LEFT: A cicada and a cricket. RIGHT: A katydid. Photos by Jennifer Greenwell

Cricket chirps and cicada choruses: summer’s soundtrack

The iconic soundtrack of summer in the Highland Lakes is not heard through dashboard speakers—nature’s songs need no amplification. Burnet County is home to a chorus of insects, including cicadas, grasshoppers, crickets, and katydids.

The opening act of this lineup of micro-musicians is the cicada, which emits a distinct loud buzz or click from the morning into the afternoon by way of its tymbal, a special sound-producing organ. 

Cicadas are so boisterous, in fact, that they are considered the loudest insect in Texas. A chorus of cicada clicks and buzzes can register over 100 decibels and be heard from a mile away. 

Fun fact: Cicadas are often mistakenly called locusts. The brown shells found abandoned on trees are from cicadas.

Also daytime performers, grasshoppers make a soft, raspy, undulating sound that is a bit like sandpaper scraping together. This noise, typically produced by males, is made by the insect rubbing tiny spikes on its legs across the edge of one of its wings. Grasshoppers also make a loud clacking sound with their wings as they fly away. 

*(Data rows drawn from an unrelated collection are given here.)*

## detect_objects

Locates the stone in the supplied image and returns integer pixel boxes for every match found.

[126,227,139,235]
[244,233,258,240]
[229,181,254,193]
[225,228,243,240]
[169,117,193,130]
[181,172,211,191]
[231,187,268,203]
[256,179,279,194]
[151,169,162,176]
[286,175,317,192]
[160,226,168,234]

Fun fact: Stressed-out grasshoppers swarming and fighting for food and space can become locusts, which is a “gregarious phase” the insects enter rather than a separate species.

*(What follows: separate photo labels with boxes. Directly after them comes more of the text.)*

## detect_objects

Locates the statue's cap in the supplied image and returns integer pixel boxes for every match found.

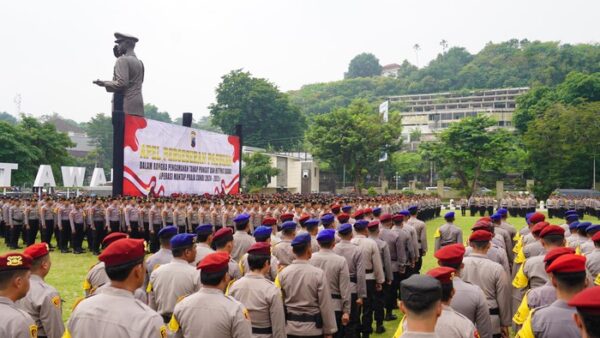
[115,32,139,43]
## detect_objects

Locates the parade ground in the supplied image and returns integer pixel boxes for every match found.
[0,210,532,337]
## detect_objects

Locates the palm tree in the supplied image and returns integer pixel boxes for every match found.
[413,43,421,68]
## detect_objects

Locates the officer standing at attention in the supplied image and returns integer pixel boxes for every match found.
[169,251,252,338]
[333,223,367,337]
[275,233,337,338]
[63,238,167,338]
[569,286,600,338]
[194,224,215,266]
[229,243,285,338]
[145,225,177,286]
[433,211,463,251]
[434,243,492,338]
[517,254,587,338]
[231,213,256,262]
[146,233,200,323]
[394,275,442,338]
[461,230,512,337]
[310,229,351,337]
[16,243,65,338]
[0,252,37,338]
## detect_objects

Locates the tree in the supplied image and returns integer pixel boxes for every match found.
[85,113,113,169]
[144,103,173,123]
[421,116,516,195]
[0,111,17,125]
[306,99,402,192]
[209,70,306,150]
[523,102,600,198]
[242,153,280,192]
[344,53,381,79]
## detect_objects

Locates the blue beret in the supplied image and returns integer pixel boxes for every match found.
[585,224,600,232]
[354,219,369,230]
[490,213,502,221]
[577,222,592,230]
[196,224,212,235]
[317,229,335,242]
[254,225,273,238]
[281,221,297,230]
[171,233,196,249]
[292,232,311,246]
[158,225,177,237]
[321,213,335,224]
[338,223,352,235]
[233,213,250,223]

Evening sounds are orchestrated by crickets. Male crickets will chirp or trill anytime but are most often heard as dusk arrives. The melodic chirping sounds are produced when the cricket rubs the sharp edge of one wing along the serrations of the other wing. 

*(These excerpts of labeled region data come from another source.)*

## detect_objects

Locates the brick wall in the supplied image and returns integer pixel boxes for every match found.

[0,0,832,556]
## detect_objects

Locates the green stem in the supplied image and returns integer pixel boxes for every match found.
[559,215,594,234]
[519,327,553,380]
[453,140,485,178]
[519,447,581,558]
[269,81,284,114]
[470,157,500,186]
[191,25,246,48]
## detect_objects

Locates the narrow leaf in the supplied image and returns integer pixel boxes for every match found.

Fun fact: Female crickets do not make noises as they lack the special sound-producing parts on their wings.

Nighttime choruses are the work of katydids. The katydid, which resembles a green leaf, has a unique song that sounds like “Katy-did, Katy-didn’t.” Katydids, like crickets, rub their wings together to produce sounds. One difference, however, is that both male and female katydids make noise. Katydids hang out high in treetops and their songs tend to carry.

Fun fact: Katydids have wings but cannot fly. They walk everywhere they go.

Cicadas, grasshoppers, crickets, and katydids perform live all summer throughout the Highland Lakes of Burnet County, so come on over and enjoy the music.